One drawback – it’s almost too small. I’m constantly afraid I’m going to lose it.
One of the reasons I chose the FitBit One over its competitors is because it seemed to have a more open and developer friendly community. That means third parties can utilize the data the FitBit collects and make more use of it, say via apps. For example, EarndIt rewards users for their fitness activity with targetted fitness related deals and coupons.
However, it looks like Nike is working hard to get their users’ data into developers’ hands: Nike and Techstars have recently partnered to run the Nike+ Accelerator, a TechStars vertical accelerator to build startups utilizing the Nike+ platform.
I was a little disappointed by the lack of sleep tracking analytics. What I found missing was any kind of detail in the analysis of my sleep patterns and sleep quality. I had been using the Sleep Cycle iOS app developed by Maciek Drejak Labs and the FitBit One pales in comparison in terms of data collected. Sleep Cycle gives me a a sleep quality score and allows me to enter variables like whether I had a stressful day or caffeine before bed.

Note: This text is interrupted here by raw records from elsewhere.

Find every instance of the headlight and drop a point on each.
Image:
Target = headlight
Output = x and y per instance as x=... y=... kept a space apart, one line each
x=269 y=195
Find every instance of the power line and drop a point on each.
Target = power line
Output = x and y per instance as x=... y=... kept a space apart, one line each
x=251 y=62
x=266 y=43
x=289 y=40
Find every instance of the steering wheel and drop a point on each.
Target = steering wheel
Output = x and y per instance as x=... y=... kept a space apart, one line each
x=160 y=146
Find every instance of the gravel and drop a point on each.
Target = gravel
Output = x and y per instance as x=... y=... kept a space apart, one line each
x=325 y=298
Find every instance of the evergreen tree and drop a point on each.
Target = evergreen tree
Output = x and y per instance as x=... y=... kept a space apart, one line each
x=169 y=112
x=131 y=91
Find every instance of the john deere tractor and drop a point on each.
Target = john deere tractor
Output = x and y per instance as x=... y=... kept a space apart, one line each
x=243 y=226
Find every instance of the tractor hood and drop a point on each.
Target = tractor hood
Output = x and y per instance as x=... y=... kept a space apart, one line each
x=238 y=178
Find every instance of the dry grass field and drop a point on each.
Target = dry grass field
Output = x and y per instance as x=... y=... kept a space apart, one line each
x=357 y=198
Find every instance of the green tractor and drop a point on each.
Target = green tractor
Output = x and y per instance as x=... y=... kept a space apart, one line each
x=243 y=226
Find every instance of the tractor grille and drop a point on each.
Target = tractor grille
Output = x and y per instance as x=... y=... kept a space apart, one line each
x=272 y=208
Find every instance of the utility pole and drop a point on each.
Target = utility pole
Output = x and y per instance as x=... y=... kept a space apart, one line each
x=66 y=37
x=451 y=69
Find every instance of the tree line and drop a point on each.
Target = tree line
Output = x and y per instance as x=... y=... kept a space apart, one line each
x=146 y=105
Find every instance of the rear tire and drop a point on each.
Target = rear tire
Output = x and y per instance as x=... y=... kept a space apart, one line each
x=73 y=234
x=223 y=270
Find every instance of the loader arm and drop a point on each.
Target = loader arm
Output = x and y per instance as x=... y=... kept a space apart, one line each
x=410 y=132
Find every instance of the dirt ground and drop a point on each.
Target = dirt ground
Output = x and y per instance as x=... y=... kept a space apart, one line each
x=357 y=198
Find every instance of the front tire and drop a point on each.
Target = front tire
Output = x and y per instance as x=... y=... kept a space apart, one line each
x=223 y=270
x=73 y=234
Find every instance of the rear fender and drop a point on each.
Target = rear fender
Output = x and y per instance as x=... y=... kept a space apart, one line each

I initially thought I’d be annoyed by having to wear a wristband at night to hold the Fitbit One, but I actually don’t mind it. In fact, one of my favorite features is a silent vibrating alarm that wakes you up without making noise. I know my wife appreciates not having to hear my 5:00 a.m. alarm clock go off any more.
FitBit has implemented all of the gamification features you’d expect—badges, point competitions with friends, and tracking your own progress. It all feels very similar to Foursquare. You get points and badges for reaching certain thresholds of steps and calories burned. So far, my highest daily step count was just over 14,000.
The features are all there, but I didn’t find very many of my friends on the network. If you have a FitBit, connect with me and let’s fix that problem.
Will the FitBit One magically help you reach all of your fitness goals? Probably not. But it may make fitness fun again. And that may just do the trick. Now, if I could only resist all of these tasty holiday leftovers.